A team of geneticists made headlines in 2015 for a mission to document all the bacteria on the New York City subway. They turned up nearly 600 different species of microbes crawling around on all those greasy rails.
Before whipping out the hand sanitizer and tissues, keep this in mind: Almost all of the germs they found were completely harmless. In fact, there's evidence to suggest that regular exposure to germs helps keep our immune systems healthy by priming it to more easily recognize dangerous microbes in the future. The idea could partially explain why children who grow up around animals and in rural areas are less likely to develop conditions like asthma than children who don't.
Skip happy hour, or go simply for the food and company.
Alcohol is one of the world's most widely consumed drugs, but drinking even small amounts -- as little as one glass of wine or beer a day -- has been linked with a host of negative side effects, including cancer. In November, the American Society of Clinical Oncology, a group of the nation's top cancer doctors, released an unprecedented warning in which it told Americans to drink less.
"ASCO believes that a proactive stance by the Society to minimize excessive exposure to alcohol has important implications for cancer prevention," the statement said.
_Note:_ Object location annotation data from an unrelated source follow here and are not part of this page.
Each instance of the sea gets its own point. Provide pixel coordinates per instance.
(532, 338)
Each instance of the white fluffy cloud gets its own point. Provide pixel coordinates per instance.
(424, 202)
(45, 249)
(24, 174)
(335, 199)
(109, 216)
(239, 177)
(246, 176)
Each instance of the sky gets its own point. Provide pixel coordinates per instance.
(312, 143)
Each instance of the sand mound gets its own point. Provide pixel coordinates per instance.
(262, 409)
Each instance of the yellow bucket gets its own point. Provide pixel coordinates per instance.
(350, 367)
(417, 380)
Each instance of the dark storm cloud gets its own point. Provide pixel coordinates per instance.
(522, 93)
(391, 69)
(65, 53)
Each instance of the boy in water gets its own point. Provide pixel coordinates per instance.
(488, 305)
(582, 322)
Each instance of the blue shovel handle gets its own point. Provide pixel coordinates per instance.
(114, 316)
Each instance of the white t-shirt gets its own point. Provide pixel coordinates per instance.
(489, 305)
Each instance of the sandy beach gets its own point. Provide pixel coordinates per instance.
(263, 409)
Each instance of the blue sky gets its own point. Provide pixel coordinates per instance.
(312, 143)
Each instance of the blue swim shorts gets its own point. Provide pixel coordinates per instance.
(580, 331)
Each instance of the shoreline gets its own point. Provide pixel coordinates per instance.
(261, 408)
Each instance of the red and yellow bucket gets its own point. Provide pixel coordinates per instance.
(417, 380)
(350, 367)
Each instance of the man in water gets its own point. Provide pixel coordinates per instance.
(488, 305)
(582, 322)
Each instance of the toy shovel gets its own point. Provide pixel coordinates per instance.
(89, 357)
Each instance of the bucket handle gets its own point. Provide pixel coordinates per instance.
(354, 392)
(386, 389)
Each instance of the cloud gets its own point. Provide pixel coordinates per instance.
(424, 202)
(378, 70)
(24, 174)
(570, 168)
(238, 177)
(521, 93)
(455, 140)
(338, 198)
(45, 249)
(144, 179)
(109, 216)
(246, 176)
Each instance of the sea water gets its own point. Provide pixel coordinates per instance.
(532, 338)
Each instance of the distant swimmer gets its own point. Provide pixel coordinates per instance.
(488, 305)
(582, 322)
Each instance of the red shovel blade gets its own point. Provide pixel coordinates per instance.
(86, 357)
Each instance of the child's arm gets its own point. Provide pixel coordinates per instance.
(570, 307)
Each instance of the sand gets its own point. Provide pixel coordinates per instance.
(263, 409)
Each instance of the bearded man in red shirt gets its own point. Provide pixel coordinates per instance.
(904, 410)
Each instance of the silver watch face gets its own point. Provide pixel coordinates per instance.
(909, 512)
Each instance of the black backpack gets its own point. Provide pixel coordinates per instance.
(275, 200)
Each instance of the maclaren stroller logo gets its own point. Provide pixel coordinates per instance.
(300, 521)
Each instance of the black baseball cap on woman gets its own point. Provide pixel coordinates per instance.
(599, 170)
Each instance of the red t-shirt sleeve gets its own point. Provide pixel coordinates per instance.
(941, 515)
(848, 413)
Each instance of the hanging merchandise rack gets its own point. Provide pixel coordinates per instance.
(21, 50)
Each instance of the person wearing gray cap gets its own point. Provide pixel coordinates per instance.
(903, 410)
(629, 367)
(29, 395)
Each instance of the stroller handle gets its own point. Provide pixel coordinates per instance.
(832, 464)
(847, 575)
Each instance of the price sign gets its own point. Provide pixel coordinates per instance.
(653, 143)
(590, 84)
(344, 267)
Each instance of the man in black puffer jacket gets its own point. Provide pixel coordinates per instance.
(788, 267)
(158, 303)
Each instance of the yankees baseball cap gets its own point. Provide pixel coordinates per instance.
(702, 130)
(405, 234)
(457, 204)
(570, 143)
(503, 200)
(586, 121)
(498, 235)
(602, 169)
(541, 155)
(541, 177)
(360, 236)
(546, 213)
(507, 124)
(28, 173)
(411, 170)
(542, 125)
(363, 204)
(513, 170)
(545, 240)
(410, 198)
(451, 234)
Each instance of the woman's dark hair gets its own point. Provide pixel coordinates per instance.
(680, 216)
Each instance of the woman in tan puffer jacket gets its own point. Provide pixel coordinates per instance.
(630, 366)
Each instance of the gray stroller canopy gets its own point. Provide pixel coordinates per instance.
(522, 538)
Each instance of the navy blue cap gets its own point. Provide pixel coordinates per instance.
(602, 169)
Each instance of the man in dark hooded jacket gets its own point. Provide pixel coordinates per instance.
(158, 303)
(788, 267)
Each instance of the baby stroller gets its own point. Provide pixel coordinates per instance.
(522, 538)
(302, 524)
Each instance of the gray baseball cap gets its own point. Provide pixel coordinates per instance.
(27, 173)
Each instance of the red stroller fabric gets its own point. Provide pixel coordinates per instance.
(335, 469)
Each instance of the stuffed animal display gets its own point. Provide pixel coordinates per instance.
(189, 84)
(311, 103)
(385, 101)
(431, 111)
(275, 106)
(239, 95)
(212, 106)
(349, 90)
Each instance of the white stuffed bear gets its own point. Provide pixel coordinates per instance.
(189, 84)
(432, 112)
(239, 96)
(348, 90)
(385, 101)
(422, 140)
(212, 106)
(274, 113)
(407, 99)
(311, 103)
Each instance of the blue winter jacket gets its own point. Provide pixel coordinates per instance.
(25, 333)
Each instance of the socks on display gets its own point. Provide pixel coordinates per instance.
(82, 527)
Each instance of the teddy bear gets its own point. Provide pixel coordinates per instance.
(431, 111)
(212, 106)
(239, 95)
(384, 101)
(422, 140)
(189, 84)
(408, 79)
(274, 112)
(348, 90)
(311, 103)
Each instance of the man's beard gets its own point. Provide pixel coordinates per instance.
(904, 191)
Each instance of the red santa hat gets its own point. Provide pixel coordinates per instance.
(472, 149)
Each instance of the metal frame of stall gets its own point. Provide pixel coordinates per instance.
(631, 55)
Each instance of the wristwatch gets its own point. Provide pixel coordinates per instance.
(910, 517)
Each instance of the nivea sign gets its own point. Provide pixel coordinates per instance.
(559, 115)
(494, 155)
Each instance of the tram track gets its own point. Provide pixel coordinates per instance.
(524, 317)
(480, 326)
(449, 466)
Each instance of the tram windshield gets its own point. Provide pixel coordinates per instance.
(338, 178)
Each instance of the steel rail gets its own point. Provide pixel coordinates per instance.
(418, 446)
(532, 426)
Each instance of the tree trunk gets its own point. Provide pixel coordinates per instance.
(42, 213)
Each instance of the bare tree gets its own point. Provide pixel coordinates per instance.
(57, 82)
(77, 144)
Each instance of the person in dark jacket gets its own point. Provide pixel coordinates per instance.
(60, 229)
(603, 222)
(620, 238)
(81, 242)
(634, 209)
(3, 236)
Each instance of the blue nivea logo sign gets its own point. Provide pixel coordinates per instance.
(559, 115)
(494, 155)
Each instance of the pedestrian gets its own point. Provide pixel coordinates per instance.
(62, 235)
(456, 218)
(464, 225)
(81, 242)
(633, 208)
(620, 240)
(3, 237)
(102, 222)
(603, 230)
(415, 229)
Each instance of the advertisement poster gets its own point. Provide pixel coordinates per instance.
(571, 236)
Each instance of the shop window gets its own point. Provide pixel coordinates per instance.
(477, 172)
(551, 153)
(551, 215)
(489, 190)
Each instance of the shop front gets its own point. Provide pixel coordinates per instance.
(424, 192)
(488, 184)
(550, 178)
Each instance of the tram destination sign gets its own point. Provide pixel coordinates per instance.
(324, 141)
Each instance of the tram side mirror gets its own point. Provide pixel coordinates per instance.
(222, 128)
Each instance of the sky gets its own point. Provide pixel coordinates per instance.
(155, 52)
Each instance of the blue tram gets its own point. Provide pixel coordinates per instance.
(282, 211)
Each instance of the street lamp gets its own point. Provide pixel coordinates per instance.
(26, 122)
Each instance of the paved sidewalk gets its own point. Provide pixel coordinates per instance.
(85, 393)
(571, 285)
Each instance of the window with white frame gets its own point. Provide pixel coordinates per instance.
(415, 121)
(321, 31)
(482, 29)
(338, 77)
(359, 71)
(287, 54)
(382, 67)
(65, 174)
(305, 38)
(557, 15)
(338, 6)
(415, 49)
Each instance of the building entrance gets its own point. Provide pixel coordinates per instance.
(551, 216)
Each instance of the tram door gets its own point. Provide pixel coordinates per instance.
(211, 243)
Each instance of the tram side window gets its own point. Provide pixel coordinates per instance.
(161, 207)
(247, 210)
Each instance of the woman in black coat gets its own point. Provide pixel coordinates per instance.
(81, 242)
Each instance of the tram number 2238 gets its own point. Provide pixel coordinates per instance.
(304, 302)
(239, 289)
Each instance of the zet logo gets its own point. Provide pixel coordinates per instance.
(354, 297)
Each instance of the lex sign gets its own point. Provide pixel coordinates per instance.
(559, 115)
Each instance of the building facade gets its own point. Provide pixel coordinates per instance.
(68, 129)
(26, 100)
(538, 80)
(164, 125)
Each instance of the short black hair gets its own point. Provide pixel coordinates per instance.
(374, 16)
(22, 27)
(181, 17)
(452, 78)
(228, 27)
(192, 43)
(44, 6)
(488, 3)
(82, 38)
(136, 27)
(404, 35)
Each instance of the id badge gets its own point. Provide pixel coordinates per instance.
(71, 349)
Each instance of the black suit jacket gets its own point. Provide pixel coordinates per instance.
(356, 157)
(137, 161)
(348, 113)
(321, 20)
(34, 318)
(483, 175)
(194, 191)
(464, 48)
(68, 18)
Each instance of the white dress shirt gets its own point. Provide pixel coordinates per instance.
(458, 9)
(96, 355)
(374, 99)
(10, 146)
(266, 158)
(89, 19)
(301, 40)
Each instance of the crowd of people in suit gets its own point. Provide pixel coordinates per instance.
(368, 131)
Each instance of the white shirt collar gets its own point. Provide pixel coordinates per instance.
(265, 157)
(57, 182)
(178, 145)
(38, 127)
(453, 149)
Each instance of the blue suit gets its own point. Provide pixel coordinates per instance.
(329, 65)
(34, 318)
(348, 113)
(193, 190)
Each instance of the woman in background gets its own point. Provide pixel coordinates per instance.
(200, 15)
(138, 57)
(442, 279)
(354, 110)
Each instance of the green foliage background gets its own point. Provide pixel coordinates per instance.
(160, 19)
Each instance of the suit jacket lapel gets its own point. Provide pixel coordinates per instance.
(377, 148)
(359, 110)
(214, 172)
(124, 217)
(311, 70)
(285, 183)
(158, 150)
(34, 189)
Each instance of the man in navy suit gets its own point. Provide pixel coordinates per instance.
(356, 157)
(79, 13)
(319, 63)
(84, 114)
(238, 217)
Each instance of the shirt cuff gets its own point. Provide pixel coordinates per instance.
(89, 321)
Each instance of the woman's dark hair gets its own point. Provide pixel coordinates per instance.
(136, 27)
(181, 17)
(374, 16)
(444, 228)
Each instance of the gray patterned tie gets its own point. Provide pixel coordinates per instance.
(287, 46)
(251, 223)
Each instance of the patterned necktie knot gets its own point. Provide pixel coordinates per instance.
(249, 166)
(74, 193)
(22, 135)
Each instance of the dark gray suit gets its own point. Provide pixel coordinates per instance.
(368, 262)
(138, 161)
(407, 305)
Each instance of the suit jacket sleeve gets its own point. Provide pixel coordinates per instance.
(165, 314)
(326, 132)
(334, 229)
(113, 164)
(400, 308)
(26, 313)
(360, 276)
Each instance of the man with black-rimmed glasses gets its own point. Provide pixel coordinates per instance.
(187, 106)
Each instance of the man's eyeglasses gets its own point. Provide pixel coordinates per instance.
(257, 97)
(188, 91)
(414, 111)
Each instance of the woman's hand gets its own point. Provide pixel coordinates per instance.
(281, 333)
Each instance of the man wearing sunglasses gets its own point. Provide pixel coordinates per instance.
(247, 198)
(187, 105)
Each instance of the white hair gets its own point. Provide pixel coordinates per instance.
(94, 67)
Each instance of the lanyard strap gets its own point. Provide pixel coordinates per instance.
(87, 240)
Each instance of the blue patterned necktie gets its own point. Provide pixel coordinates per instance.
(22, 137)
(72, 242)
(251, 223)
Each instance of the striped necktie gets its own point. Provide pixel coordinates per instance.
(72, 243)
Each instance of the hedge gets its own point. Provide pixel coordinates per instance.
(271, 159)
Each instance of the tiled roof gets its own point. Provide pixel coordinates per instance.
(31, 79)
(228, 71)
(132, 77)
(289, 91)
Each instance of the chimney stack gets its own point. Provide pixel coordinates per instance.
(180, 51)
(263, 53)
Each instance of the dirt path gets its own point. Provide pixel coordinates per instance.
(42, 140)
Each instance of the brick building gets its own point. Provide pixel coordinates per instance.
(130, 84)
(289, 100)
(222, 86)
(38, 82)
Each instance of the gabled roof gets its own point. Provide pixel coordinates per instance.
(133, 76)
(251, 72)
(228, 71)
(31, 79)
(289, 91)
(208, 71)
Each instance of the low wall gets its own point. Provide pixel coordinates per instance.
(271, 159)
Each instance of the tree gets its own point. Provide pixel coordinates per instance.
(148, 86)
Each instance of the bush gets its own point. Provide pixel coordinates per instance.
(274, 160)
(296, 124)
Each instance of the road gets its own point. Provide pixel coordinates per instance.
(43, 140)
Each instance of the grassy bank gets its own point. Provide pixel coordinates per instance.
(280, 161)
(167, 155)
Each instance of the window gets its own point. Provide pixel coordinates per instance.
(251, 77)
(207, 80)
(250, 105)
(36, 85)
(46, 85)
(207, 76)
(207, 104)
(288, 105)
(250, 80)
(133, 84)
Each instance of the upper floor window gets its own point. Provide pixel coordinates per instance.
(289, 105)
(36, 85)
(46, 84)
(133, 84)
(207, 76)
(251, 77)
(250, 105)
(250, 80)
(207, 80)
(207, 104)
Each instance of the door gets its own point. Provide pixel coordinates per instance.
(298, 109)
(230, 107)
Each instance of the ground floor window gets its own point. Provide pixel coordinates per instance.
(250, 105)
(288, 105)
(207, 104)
So at your next happy-hour event, consider skipping the booze or doing something else.
If you go out for dinner, plan on taking a third of it home.
The baseline portion sizes of our snacks and meals have ballooned over the past 40 years -- even the plates and cups we serve them on have gotten noticeably bigger.
The average size of many of our foods -- whether fast food, sit-down meals, or even items from the grocery store -- has grown by as much as 138% since the 1970s, according to data from the American Journal of Public Health, the Journal of Nutrition, and the Journal of the American Medical Association. So be mindful of portion sizes, and if you're eating out, consider taking anywhere from a third to half of it to go.
Put away screens for at least 30 minutes before bedtime.
The blue light that illuminates our screens also tamps down on the production of melatonin, a key hormone our brains use to tell our bodies to start preparing for sleep. That's something you don't want to be doing at night, especially right when you're heading to bed. Experts recommend at least 30 minutes of no-screen time before bedtime.
Before you tuck in for the night, make sure your sheets are clean.
Our beds can blossom into a "botanical park" of bacteria and fungus within as little as a week, New York University microbiologist Philip Tierno told Business Insider.
The combination of sweat, animal dander, pollen, soil, lint, dust-mite debris, and plenty of other things is enough to make anyone sick, let alone someone with allergies. So clean your sheets at least once every seven days.